Ways Northeast Asia Is The Future
A couple of weeks ago my friends and I were walking through Hongdae, a fashionable, young district in Seoul, on our way to a concert. We came upon a crowd of 50 or so college-age kids, all wearing bulky headphones that covered their ears, dancing together in the middle of the thoroughfare. One of the kids had a flag that read “Silent Disco” and they were following him past the bars and restaurants they chanted to the LMFAO coming over their Bluetooth headsets. We watched them dance away, pumping their fists, chanting “shots, shots shots…” We didn’t need to join them. It wasn’t new to us and it really didn’t seem out of place at all. We’re used to it.
The time zone I live in is UTC +9. This means on Monday morning in New York, when people are beginning their day, I will already have come out on the other side. I’ll probably be at home learning how to make dumplings or drinking whiskey and watching a movie on my laptop. The time difference isn’t the only way that living here feels like the future. The major innovations in technology and manufacturing are coming from this part of the world. In Korea, where more than 80 percent of the population has an Internet connection, and it seems like even the elderly and pre-adolescents are early adopters, if you’re not a technophobe, or resistant to progress and our evolution as human beings, to live on the forefront of our adaptation to technology is fascinating.
It’s not just Korea.
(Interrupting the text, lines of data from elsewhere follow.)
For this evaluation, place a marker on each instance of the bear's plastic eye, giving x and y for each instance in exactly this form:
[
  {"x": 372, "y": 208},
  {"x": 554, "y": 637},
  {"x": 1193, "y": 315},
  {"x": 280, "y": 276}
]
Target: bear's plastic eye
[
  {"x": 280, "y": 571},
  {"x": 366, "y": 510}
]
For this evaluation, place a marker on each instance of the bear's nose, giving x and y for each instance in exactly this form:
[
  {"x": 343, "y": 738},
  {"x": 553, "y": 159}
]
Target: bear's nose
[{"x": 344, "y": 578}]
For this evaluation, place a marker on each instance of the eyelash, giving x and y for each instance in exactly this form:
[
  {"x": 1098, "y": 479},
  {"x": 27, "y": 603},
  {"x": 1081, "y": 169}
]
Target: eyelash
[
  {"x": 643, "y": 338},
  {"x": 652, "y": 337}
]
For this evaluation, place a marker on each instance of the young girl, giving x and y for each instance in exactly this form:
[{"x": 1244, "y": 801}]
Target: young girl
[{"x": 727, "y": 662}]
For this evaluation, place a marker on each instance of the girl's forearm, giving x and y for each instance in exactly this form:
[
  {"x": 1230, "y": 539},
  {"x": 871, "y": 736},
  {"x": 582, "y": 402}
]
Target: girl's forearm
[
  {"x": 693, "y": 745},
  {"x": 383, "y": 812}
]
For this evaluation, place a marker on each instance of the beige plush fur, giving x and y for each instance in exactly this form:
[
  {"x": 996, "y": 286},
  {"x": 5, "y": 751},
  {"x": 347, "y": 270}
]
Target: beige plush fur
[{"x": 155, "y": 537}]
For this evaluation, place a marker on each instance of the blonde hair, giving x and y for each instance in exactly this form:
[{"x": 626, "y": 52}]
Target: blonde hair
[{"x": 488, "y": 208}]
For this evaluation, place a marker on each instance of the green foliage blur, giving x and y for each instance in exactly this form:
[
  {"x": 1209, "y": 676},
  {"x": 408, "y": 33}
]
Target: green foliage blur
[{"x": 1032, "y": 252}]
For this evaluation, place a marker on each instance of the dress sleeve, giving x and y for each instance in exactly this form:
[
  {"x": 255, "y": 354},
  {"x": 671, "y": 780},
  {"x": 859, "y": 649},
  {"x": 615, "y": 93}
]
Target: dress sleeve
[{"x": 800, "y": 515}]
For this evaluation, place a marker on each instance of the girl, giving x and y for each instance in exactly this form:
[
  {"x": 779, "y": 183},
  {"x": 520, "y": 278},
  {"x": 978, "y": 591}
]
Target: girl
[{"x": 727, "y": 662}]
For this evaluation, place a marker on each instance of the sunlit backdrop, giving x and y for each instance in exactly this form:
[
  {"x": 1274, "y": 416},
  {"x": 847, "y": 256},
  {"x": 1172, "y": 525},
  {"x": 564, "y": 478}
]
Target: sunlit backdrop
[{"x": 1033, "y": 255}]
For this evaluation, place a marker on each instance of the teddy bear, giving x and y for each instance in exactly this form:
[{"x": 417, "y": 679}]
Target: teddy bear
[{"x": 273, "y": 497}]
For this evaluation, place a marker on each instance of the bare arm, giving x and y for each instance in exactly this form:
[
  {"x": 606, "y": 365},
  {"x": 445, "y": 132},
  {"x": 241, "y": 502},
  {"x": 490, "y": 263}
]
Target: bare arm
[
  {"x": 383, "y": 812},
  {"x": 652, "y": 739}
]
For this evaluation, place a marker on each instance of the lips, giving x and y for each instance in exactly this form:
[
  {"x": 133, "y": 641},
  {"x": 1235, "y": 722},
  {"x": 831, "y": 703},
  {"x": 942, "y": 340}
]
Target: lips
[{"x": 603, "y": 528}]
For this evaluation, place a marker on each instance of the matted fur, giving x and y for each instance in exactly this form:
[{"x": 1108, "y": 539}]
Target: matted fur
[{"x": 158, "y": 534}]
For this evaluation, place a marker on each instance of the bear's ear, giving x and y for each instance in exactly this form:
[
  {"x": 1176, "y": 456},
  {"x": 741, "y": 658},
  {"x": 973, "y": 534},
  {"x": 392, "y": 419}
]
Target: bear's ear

The last time I visited China, in both Beijing and Shanghai I met scores of young men and women who had moved there for the opportunity it offers entrepreneurs. The expat community in Seoul is dominated largely by English teachers for good reason—teaching gigs here can be excellent. But the expats in China are working a large range of jobs and they’ve been building their community into something interesting. In many ways China is the most dynamic of the East Asian countries simply because of the amount of opportunities. It’s the New Old Frontier.
When the economy of the country you live in fails you, and you have no sense of control or influence to change its course, then taking the time it needs to figure itself out to travel and live in a strange place like Japan or Korea or China isn’t a bad option. But if you’re coming, get here fast. Things change quickly. The rate of adaptation to technology, the speed at which Koreans integrate it into their lives is astonishing. South Korean researchers have developed a method of turning sound into electricity, so people will be able to charge their phones by talking into them. I tried to explain this at a dinner party the other night and the table just looked at me like I was talking about the Large Hadron Collider.
Of these three countries, for the futuristic element, for a place that really does look like Blade Runner, and where the street kids dress like they’re out of a science fiction novel, Japan cannot be rivaled. Yet, in a different way, what is the present for the people of these countries I hope is the future for the people of the West. These societies that were shaped by Confucianism have a quality to them that is the antithesis of long-held Western ideals.
Here it isn’t every man for himself. Here people won’t steal from you on the bus. Here there is a general sense of people being connected by more than just breathing the same air. Take the 2011 Tohoku earthquake and tsunami and the way the Japanese responded to it. It was remarkable the way there were no reports of rooting or lawlessness when millions needed food and medical attention. Imagine if something similar to that happened in the United States, where we are anything but united.
On February 20, David Brooks wrote in the New York Times that “We’re living in the middle of an amazing era of individualism.” He went on to talk about how living alone means more time to develop talent and pursue personal interests. Yet David Foster Wallace and other contemporary thinkers have spent considerable effort in confronting this American ideal. It’s no secret that the individualism and self-reliance ideology that we’re taught as young Americans contributes largely to fundamental problems in the health of the States. From cowboy stories to MBA’s we’re taught that to be successful we have to be independent, ambitious, and often ruthless. We’re taught that single people are strong.
What I see over here is that many of those “personal independence” values are shunned. Being a loner is not a virtue. Loyalty is, and once you show it, you have built connections that are very hard to break. There are companies here that will not fire an employee. If a person doesn’t perform, or an entire team fails, management finds another place for them. In the West, if you don’t perform well enough people usually think it’s an internal problem, that the failing employee simply isn’t trying hard enough. That person’s usually fired. We don’t know how to take care of each other.
When I visit my friend in Korea who is married, has three kids, and also takes care of his mother, who is in her 90s, I always wonder if I could do it. If I could be human enough to bring my parents in when they get old and have them move into my apartment so I could take care of them. There are some Americans that raise children with large enough hearts for this, but how many elderly people live alone in retirement homes just so their kids can maintain their lifestyles? Should a person too old to start a new life have to live alone so you can feel “free?
I don’t know. All I know is I am constantly impressed by the way people here value others over themselves, and maybe one day, in the future, the rest of us will learn from it.